3.    Open to raising tax max: In the spring of 2005 Bush shifted direction on taxes: previously the administration had opposed raising either the rate or the cap, but in 2005 it refused to rule out raising the payroll tax ceiling. As the New York Times put it at the time:

"In what appeared to be an effort to show Democrats that he is serious about bipartisan compromise, Mr. Bush, responding to questions from a group of regional newspaper reporters, did not rule out raising or eliminating the cap on earnings that are subject to the payroll tax that pays for Social Security benefits."

This made it pretty clear that the administration would have accepted a tax max increase as part of a deal. And note, this was in February of 2005, when the process started, not a last-minute concession when the game was already finished.
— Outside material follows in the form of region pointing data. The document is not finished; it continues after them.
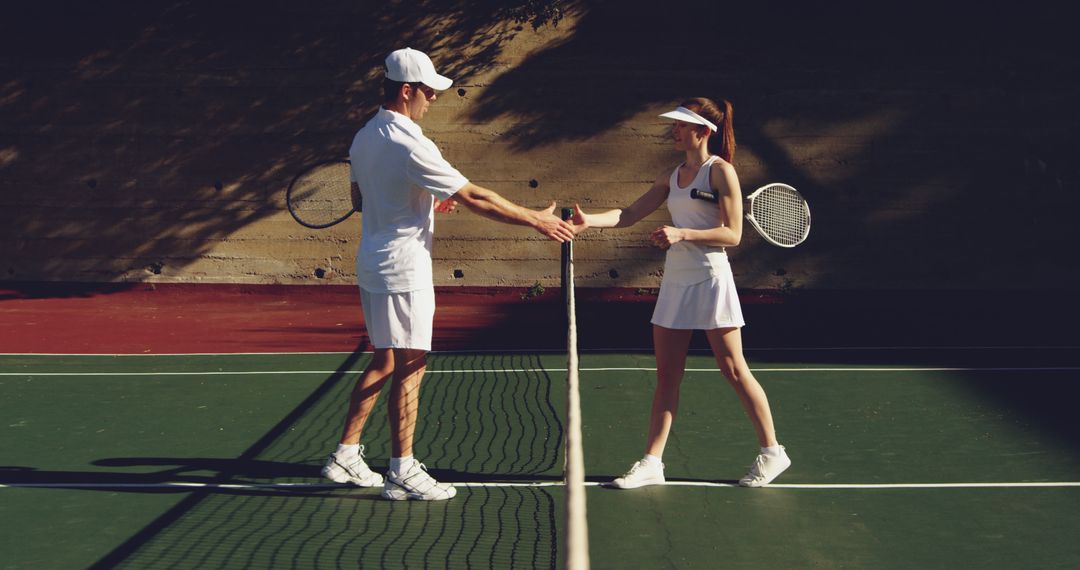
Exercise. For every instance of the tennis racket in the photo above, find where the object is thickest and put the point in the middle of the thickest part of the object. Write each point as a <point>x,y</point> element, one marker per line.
<point>777,211</point>
<point>321,195</point>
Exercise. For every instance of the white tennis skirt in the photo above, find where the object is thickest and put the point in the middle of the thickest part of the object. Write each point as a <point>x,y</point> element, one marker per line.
<point>399,320</point>
<point>703,306</point>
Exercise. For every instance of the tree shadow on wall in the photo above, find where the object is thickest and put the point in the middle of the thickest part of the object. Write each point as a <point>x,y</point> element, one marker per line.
<point>142,136</point>
<point>909,126</point>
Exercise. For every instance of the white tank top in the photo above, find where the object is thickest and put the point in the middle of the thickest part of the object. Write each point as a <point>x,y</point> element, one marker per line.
<point>688,262</point>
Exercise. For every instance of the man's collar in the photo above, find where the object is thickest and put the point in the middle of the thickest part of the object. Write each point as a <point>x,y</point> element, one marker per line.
<point>395,117</point>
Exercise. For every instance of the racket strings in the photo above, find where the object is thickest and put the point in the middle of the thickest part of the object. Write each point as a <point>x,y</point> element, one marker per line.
<point>782,215</point>
<point>323,194</point>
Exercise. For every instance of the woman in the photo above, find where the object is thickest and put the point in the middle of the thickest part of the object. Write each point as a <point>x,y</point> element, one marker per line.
<point>698,290</point>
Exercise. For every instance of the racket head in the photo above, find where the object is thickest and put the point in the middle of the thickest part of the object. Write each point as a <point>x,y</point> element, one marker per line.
<point>321,194</point>
<point>780,214</point>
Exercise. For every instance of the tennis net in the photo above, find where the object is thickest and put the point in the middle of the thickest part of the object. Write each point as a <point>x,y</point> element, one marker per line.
<point>576,556</point>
In sum, the Bush administration said it would fix Social Security by cutting benefits for high earners and potentially by raising taxes on high earners. For the so-called party of the rich, that seems like a fair bit of compromise.

Likewise, would the White House have accepted a mix of carve-out/add-on personal accounts, as Kevin says they should have proposed? I have no doubt—as in, zero doubt—that it would have.

In short, the Bush administration was open to exactly the type of compromise Kevin says they should have been. So why no deal? For one reason and one reason only: the Democratic leadership refused to even discuss reform until carve-out accounts were taken off the table. Now, maybe they thought this was a good political strategy and good policy, just as many conservatives think we should oppose healthcare reform unless the public option is taken off the table. But make no mistake that it was the Democratic leadership's position which precluded any deal on Social Security, not the Bush administration's.

Megan McArdle also weighs in with other examples of how the Bush administration was open to compromise.